Notably, with its conserved DDH triad (D555, D626, H758) and a putative glutamate finger (including E590 or E594) the PIWI/RNase H-like domain Stylonychia PIWI1 can most probably adopt a conformation that is reminiscent of slicing Argonautes, although not all Argonautes having the complete catalytic tetrad are competent for target cleavage [42]. However, DNA slicing would be incompatible with the concept of MDS protection. Our success to purify 27nt-RNA/DNA hybrids suggests that these complexes are stable and thus functionally relevant. We assume that the putatively conserved slicing activity of PIWI1 points to a hypothetical slicing function directed to RNA/RNA duplexes, which could occur in the course of 27nt-RNA biogenesis.
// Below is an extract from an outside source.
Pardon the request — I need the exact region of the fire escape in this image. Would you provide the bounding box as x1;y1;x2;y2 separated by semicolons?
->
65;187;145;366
While the above-described DNA interference experiments were performed using naked DNA, we were also able to utilize vegetatively proliferating Stylonychia, in particular the replication of nanochromosomes in the macronucleus, as a model system, where DNA sequences become replicated in the natural context of chromatin and nuclear architecture in vivo. We observed that microinjection of 27nt-RNAs was sufficient to impair the proper replication of targeted nanochromosomes, which transiently led to their reduced copy numbers in the progeny. We believe that this experimental system provides a practicable approach to provide first evidence that RIRI could exist in vivo. However, since nanochromosome replication in vegetative macronuclei is a process different from polytenization in developing macronuclei, the results should be interpreted with some care. Notably, in contrast to PIWI1, whose expression during macronuclear development exceeds by far all other PIWI-domain proteins in Stylonychia, at least one other PIWI (PIWI2) seems to be constitutively expressed over the life cycle. PIWI2 is the most abundant PIWI-domain protein during vegetative growth (Additional file 1: Figure S7). However, it is unknown whether PIWI2 can bind 27nt-RNA. Thus, our experiments leave open that base-pairing of microinjected 27nt-RNA to complementary target DNA sequences alone could transiently influence/weaken DNA replication—even in the absence of PIWI. We therefore speculate that PIWI1 on polytene chromosomes could fulfil a non-slicing, stabilizing function insofar that it sterically interferes the DNA replication machinery. This scenario is reminiscent of the sterical blockage of translation through non-slicing Argonautes targeted to complementary mRNAs by microRNAs [42].